0
votes

In R I am fitting a GLM (logit) on individual-level data with a binominal dependent variable.

However, I would like to plot the fit on an aggregate level (i.e. with the % of successes on the y-axis). What would be the easiest way to both plot the scatter of realized data (aggregate) and the regression line? I already tried ggplot with stat_smooth() but if I make the scatter on aggregate level, the glm will be fitted on this aggregate level as well.

library(datasets)
data(mtcars)
fit <- glm(vs ~ mpg + cyl + mpg:cyl + disp + drat, family=binomial(link='logit'), data=mtcars)

mtcars_agg <- mtcars %>%
  group_by(carb) %>%
  summarise_each(funs(mean))

form <- formula("mtcars$vs ~ mtcars$mpg + mtcars$cyl + mtcars$mpg:mtcars$cyl + mtcars$disp + mtcars$drat")

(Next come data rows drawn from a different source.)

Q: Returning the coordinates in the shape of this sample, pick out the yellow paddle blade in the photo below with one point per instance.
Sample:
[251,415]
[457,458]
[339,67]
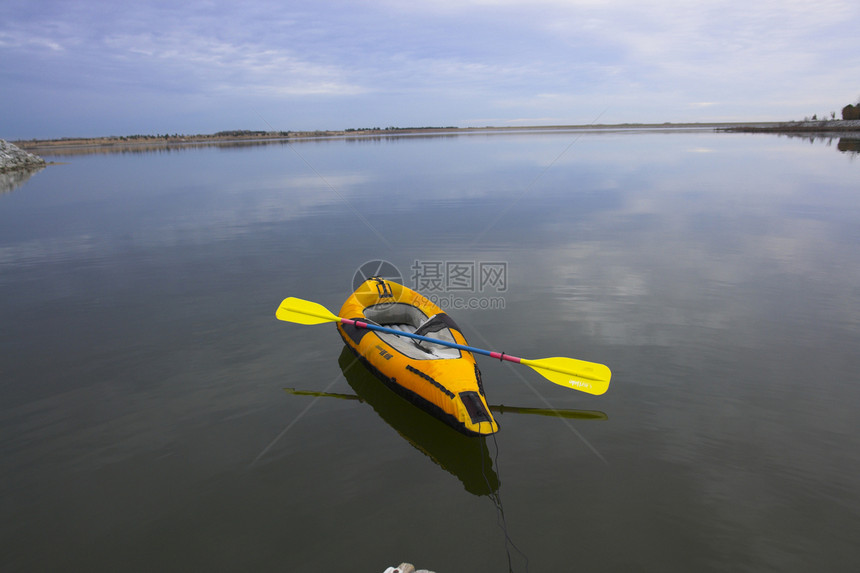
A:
[580,375]
[304,312]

ggplot(mtcars_agg, aes(x=mpg, y=vs)) + geom_point() + 
  stat_smooth(data=mtcars, method="glm", formula = form, method.args=list(family="binomial"), se=FALSE)

Does anyone know how to deal with this? If I do not specify formula in the stat_smooth call, there are two things that are not how I would like to see it:

  1. It just takes y ~ x as formula. However, I would like to include interaction-variables as well.
  2. I would like to fit on individual-level data, not aggregate-level data.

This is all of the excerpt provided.